The style for which she is best known, Bhangra, “is Punjabi folk dance. That style, it’s almost like that music found me, like my family’s from a different part of India. So I didn’t grow up with Bhangra. But when I became a DJ, I got a couple Bhangra CDs and compilations and it was just, like, it’s such fun party music.”
It’s party music and dance scenes you might see in Bollywood movies.
“Like, arms up, everybody’s, like, jumping up and down,” she said, laughing. “Bollywood definitely, kind of, absorbs a lot of Bhangra.”
Before becoming a DJ, though, there was a time when Anjali didn’t embrace that side of her ancestry.
“Of course, I went through my teenage era where I was, like, I reject all of my Indian heritage,” she said. “Then it came back to me after college, like, organically, like, on my own terms, I guess.”
Now she has advice for others who might be going through something similar.
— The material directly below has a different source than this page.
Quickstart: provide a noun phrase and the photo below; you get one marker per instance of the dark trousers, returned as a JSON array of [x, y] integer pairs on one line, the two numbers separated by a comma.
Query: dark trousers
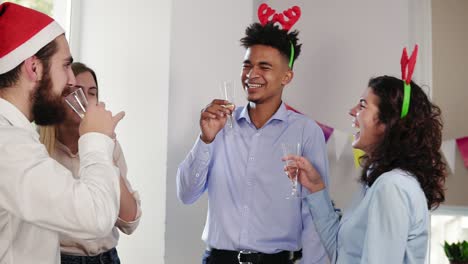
[[108, 257], [230, 257]]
Watch: DJ Anjali and The Incredible Kid, 2013
“I think as a kid, like an Asian immigrant kid, you can just be so annoyed when you’re young by all of the traditions. I think that’s really typical to go through your rejection phase,” she said. “But then the beauty of it is that later in life you can embrace it kind of on your own terms, you know what I mean?”
Through her journey to embrace her Indian roots, DJ Anjali has been able to spread joy while sharing a fun part of her culture.